AI can analyse. It can tell you the hex codes in a colour palette. It can identify the typeface. It can measure the white space. It can compare a design to ten thousand other designs and tell you which ones it's most similar to. All of that is useful. None of it is taste.

AI can analyse every element of a design. It can't walk into a room and know in four seconds. That's the gap, and it's the most human gap there is.

Because taste isn't analysis. Taste is the thing that happens before analysis. It's the four-second judgment. The instant recognition. The feeling that this is right before you've identified a single specific reason why. It's the accumulated weight of every visual experience you've ever had, compressed into an instinct that fires faster than thought. AI can process information faster than a human. But it can't have experiences. It can't walk into a restaurant and feel the weight of the door handle and the warmth of the lighting and the proportion of the room and have all of that collapse into a wordless "yes." It can approximate that judgment through pattern matching, but approximation and feeling are different things.

The gap between taste and explanation -- the gap that frustrated me for fifteen years of brief-writing -- is actually the thing that keeps human judgment irreplaceable. Not because humans are better at analysis. We're not. But because taste isn't analysis. It's the thing that precedes analysis. It's the input, not the output. And you can't automate an input that lives in the body, in the accumulated experience of being a person who has walked through doors and sat in rooms and looked at things for forty years.

Learning to live in the gap

I've made peace with it. Not fully -- I still get frustrated when I can't explain why something works, especially when someone asks. But I've stopped seeing the inability to articulate taste as a failure of vocabulary. It's a feature of the thing itself. Taste is pre-verbal. It's supposed to be. The four seconds before the words arrive are where all the interesting stuff happens.

What I've started doing instead of trying to close the gap is learning to trust it. To use the four-second feeling as data rather than noise. When I'm building something and it doesn't feel right -- when the layout is technically correct but something is off -- I've stopped trying to identify the specific problem and started just responding to the feeling. Move this. Change that colour. Add space here. Remove that element. I can't always tell you why. But I can feel when it clicks.

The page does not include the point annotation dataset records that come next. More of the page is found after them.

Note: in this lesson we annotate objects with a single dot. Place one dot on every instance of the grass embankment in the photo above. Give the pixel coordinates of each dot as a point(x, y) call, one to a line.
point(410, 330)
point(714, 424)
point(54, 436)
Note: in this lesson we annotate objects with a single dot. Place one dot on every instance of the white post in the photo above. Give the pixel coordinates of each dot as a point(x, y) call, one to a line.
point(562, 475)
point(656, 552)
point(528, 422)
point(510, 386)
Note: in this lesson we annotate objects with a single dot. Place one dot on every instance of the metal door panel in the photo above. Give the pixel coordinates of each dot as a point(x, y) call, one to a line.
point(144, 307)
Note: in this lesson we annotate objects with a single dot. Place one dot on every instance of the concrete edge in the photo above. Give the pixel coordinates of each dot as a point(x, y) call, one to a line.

That's what I mean when I talk about taste being the last unfair advantage. Not the ability to have opinions. Everyone has opinions. The ability to have fast, accurate, pre-verbal judgments about quality -- and the willingness to trust them even when you can't explain them. Even when the deck doesn't have a slide for "it just feels right." Even when the client wants a rationale and all you have is a feeling and twenty years of looking at things.

The taste you can't explain is still taste. It might be the only kind that matters.